I due fermati, per i quali al momento è contestato l'omicidio volontario per motivi futili, sono due fratelli "riconducibili ad ambienti delinquenziali". "Non si sono consegnati - ha spiegato - sono stati presi a Roma perché là si trovavano. Sono stati trovati nell'abitazione di una parente". Si tratta di "soggetti noti negli ambienti alatrensi, cittadina assolutamente tranquilla, frequentata da frange delinquenziali violente nel settore del traffico contro il patrimonio e del traffico di stupefacenti".  Dobbiamo verificare se il comportamento così violente sia stato determinato da abuso di alcool o droga. Indagini devono accertare meglio - ha detto ancora De Falco - il movente di questa aggressione, se si sia trattato di esplosione di violenza fine a se stessa per affermare il controllo della zona o per altre ragioni ivi compreso l'equivoco iniziale che ha portato ad escalation".

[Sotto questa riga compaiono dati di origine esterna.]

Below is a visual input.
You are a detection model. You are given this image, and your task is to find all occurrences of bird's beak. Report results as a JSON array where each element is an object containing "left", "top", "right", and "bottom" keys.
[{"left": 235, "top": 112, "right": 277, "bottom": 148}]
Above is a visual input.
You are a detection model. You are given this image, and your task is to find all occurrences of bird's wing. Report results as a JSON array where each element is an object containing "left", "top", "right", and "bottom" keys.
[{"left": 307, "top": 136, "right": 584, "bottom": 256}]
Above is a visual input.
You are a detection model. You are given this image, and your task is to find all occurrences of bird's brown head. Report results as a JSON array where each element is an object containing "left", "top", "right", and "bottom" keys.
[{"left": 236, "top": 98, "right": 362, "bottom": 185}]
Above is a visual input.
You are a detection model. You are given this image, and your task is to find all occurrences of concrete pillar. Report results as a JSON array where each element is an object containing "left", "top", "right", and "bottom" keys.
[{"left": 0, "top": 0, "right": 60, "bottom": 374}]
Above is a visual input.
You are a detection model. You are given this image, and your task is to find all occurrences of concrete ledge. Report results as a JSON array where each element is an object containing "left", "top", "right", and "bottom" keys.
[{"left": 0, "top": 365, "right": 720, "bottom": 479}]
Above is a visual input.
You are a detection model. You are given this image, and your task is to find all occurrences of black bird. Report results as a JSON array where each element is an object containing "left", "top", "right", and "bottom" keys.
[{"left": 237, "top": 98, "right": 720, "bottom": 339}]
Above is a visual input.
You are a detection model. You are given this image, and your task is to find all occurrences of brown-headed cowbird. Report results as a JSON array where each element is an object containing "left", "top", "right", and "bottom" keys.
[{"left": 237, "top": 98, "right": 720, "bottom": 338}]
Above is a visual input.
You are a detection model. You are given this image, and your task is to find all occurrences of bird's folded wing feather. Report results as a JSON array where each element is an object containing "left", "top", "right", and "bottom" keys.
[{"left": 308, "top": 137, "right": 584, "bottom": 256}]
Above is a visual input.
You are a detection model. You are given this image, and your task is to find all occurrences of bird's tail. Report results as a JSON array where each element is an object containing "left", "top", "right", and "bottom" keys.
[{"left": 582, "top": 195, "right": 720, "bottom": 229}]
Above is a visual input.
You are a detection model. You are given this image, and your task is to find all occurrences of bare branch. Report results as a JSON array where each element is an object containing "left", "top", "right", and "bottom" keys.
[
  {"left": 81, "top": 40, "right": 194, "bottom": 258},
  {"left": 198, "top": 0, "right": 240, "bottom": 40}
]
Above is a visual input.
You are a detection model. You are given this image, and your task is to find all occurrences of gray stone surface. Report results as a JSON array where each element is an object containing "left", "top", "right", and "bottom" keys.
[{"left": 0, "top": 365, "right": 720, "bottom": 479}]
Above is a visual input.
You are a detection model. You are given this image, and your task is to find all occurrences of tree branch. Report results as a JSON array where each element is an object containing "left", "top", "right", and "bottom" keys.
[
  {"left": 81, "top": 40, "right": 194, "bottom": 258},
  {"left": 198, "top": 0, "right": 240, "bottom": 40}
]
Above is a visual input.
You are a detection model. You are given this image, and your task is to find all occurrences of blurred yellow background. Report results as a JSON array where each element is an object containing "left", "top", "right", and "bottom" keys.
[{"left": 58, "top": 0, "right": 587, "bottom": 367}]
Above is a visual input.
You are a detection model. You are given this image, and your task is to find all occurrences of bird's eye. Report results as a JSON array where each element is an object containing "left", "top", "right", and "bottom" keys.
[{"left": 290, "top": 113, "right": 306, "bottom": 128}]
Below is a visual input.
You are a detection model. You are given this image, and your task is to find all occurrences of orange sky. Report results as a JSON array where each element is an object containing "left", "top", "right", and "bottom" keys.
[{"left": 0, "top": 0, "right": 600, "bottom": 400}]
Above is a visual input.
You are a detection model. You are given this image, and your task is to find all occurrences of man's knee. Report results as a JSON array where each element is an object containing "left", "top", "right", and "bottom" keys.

I fermati sono due fratellastri: si tratta di Mario Castagnacci e Paolo Palmisani. Uno dei due è stato fermato a Roma, dove lavora in un ristorante. Sono le immagini delle telecamere della zona del pestaggio ad aver contribuito alla svolta nell'inchiesta, oltre ad alcune testimonianze raccolte dagli investigatori della Compagnia di Alatri e del Reparto operativo del Comando provinciale di Frosinone. Nell'inchiesta sarebbe coinvolto anche il padre dei due: il ruolo dell'uomo nella vicenda viene ora valutato dagli investigatori. Sembra che anch'egli fosse sul posto al momento dell'aggressione al giovane. Sono tre le fattispecie di reati ipotizzati a vario titolo per i 7 indagati: omicidio, rissa e detenzione e porto di strumenti atti a offendere.   

In centinaia a fiaccolata per Emanuele
Centinaia di cittadini hanno partecipato a Tecchiena (Frosinone) alla fiaccolata organizzata stasera per commemorare Emanuele. Tanta gente ha risposto all'iniziativa per dimostrare solidarietà ai genitori del giovane di Tecchiena. La fiaccolata è terminata davanti alla chiesa della frazione di Alatri dove Emanuele risiedeva con la famiglia. Subito dopo è iniziata una veglia di preghiera.

"Ancora non chiaro il movente, non è stato pestaggio di gruppo"
"Nonostante siano stati individuati indizi concreti a carico delle due persone fermate, c'è ancora molto da investigare. Questo con riferimento anche al movente". Ha precisato De Falco. Il procuratore ha sottolineato che le testimonianze raccolte finora sono contraddittorie. Proprio "la non sufficiente chiarezza dell'insieme delle dichiarazioni rese ha portato a menzionare l'esistenza di oggetti contundenti, un manganello e un tubolare, che non sono stati rinvenuti e sulla cui effettiva utilizzazione, le indagini al momento non hanno raggiunto risultati certi".  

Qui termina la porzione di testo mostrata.